According to NASA, recent observations made from telescopes in Argentina suggest MU69 might actually be two objects that are either super close together, or touching. Alternatively, MU69 could just be a long, ovular object, but researchers still aren't sure yet. It's basically a question of whether or not MU69 looks like two IKEA meatballs or one mutated, long one with a bite taken out.
Based on their new telescopic info collected when the rocky object passed in front of, or occulted, a distant star, the New Horizons team thinks MU69 is no greater than 30km long. If it's two space meatballs smashed together, each one could be about 15-20km in diameter.
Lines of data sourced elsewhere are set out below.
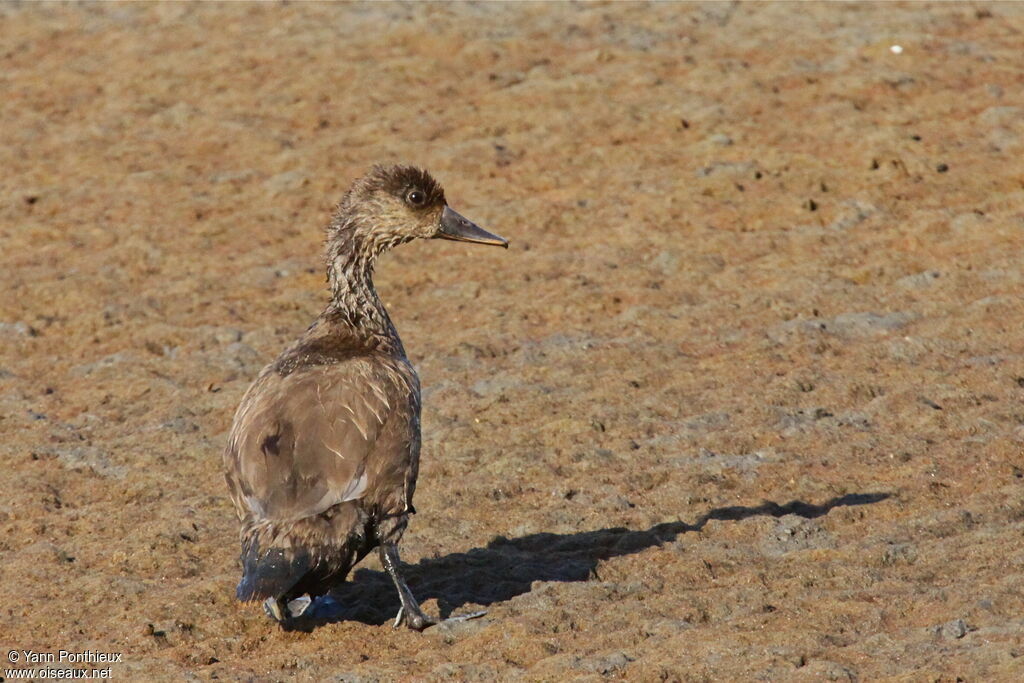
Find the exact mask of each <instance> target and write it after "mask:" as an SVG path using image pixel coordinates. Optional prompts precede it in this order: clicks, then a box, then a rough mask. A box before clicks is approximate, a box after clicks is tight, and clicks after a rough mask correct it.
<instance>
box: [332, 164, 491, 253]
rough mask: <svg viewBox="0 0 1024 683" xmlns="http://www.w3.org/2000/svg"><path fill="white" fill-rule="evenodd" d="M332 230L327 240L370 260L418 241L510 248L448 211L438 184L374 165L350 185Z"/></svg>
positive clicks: (339, 210)
mask: <svg viewBox="0 0 1024 683" xmlns="http://www.w3.org/2000/svg"><path fill="white" fill-rule="evenodd" d="M331 228H332V229H331V230H330V234H329V241H332V242H333V241H338V242H342V243H348V244H347V245H346V246H347V247H348V249H349V250H353V251H359V252H362V253H364V254H366V255H369V256H370V257H371V258H373V257H375V256H377V255H378V254H380V253H381V252H383V251H385V250H387V249H389V248H391V247H393V246H395V245H398V244H401V243H403V242H410V241H411V240H415V239H417V238H424V239H434V238H436V239H442V240H457V241H459V242H473V243H476V244H483V245H495V246H498V247H505V248H506V249H507V248H508V245H509V243H508V240H506V239H504V238H501V237H499V236H497V234H493V233H490V232H488V231H486V230H484V229H483V228H482V227H480V226H479V225H477V224H476V223H474V222H473V221H471V220H469V219H467V218H465V217H463V216H461V215H460V214H459V213H457V212H456V211H454V210H453V209H452V208H451V207H449V205H447V202H446V201H445V200H444V189H443V188H442V187H441V186H440V183H438V182H437V181H436V180H434V178H433V177H432V176H431V175H430V174H429V173H427V172H426V171H424V170H423V169H419V168H416V167H414V166H375V167H374V168H373V169H372V170H371V171H370V172H369V173H368V174H367V175H365V176H362V177H361V178H359V179H358V180H356V181H355V182H354V183H352V187H351V189H349V190H348V193H347V194H346V195H345V197H344V199H342V201H341V204H340V205H339V206H338V212H337V214H336V215H335V220H334V221H333V222H332V224H331ZM339 246H340V245H339Z"/></svg>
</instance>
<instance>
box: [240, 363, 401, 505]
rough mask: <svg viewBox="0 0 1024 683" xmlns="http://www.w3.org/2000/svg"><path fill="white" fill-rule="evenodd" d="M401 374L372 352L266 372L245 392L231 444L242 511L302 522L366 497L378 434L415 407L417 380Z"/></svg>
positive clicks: (240, 406) (370, 481)
mask: <svg viewBox="0 0 1024 683" xmlns="http://www.w3.org/2000/svg"><path fill="white" fill-rule="evenodd" d="M402 379H403V378H402V377H401V375H400V373H396V372H395V371H394V369H389V368H386V367H384V366H382V364H380V362H376V361H375V360H374V359H373V358H369V359H362V358H350V359H347V360H344V361H342V362H338V364H334V365H327V366H313V367H307V368H301V369H297V370H295V371H294V372H291V373H289V374H287V375H281V374H279V373H276V372H273V371H270V370H268V371H266V372H264V373H263V374H262V375H261V376H260V377H259V379H257V380H256V382H254V383H253V385H252V386H251V387H250V389H249V391H248V392H247V393H246V395H245V397H244V398H243V399H242V403H241V404H240V405H239V410H238V413H237V414H236V416H234V424H233V426H232V428H231V433H230V437H229V439H228V444H227V447H226V449H225V451H224V465H225V472H226V478H227V483H228V487H229V489H230V492H231V499H232V501H233V503H234V507H236V510H237V511H238V513H239V517H240V518H241V519H243V520H245V519H249V520H253V521H259V520H270V521H275V522H285V521H296V520H299V519H302V518H304V517H309V516H312V515H317V514H321V513H322V512H325V511H326V510H328V509H329V508H331V507H333V506H335V505H338V504H339V503H343V502H345V501H353V500H358V499H360V498H362V497H364V496H365V495H366V494H367V490H368V487H370V486H371V485H372V484H373V481H372V480H371V479H372V478H373V473H372V472H370V471H369V469H368V462H367V461H368V459H369V458H370V456H371V454H372V453H373V452H374V449H375V444H376V443H377V440H378V438H379V437H380V436H381V434H382V432H383V430H384V427H385V425H386V424H387V423H388V420H389V419H391V418H392V417H393V416H394V417H396V418H401V417H404V414H406V413H407V412H408V410H409V405H410V395H411V390H415V387H411V386H410V384H409V383H408V382H406V381H402ZM396 413H397V414H398V415H397V416H396ZM391 431H394V430H393V429H391V430H389V432H391ZM399 431H403V430H399ZM403 440H404V439H403Z"/></svg>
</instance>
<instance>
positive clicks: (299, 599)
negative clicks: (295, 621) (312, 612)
mask: <svg viewBox="0 0 1024 683" xmlns="http://www.w3.org/2000/svg"><path fill="white" fill-rule="evenodd" d="M312 602H313V601H312V598H310V597H309V596H308V595H303V596H302V597H300V598H296V599H294V600H285V599H284V598H267V599H266V600H264V601H263V612H264V613H266V615H267V616H269V617H270V618H272V620H273V621H274V622H276V623H278V624H280V625H281V626H282V628H286V629H287V628H288V627H289V626H291V623H292V621H293V620H296V618H298V617H300V616H302V615H303V614H305V613H306V611H307V610H308V609H309V607H310V606H311V605H312Z"/></svg>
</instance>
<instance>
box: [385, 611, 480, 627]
mask: <svg viewBox="0 0 1024 683" xmlns="http://www.w3.org/2000/svg"><path fill="white" fill-rule="evenodd" d="M486 613H487V610H486V609H480V610H478V611H475V612H468V613H466V614H456V615H455V616H449V617H447V618H442V620H436V618H434V617H433V616H427V615H426V614H425V613H423V612H422V611H420V612H419V613H418V614H414V615H413V617H412V618H411V620H408V621H407V620H406V618H404V616H406V608H404V607H399V608H398V613H397V615H395V617H394V624H392V625H391V628H392V629H397V628H398V627H399V626H401V624H402V622H406V626H408V627H409V628H410V629H413V630H415V631H423V630H424V629H427V628H429V627H431V626H439V625H441V624H459V623H462V622H468V621H470V620H473V618H480V617H481V616H483V615H484V614H486Z"/></svg>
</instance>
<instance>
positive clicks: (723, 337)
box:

In about a year and a half from now, the New Horizons Spacecraft will whiz past a distant Kuiper Belt object named 2014 MU69. This rocky relic of the ancient Solar System — which is located about 6.4 billion kilometres away — just passed in front of a distant star, resulting in one of the more extraordinary eclipses ever captured by scientists.
"This new finding is simply spectacular," New Horizons' principal investigator, Alan Stern, said in a press release. "The shape of MU69 is truly provocative, and could mean another first for New Horizons going to a binary object in the Kuiper Belt... I could not be happier with the occultation results, which promise a scientific bonanza for the flyby."
Of course, we won't know exactly how bizarrely shaped MU69 truly until New Horizons approaches it on New Year's Day in 2019. Until then, we'll be sitting here making memes about its alleged thiccness.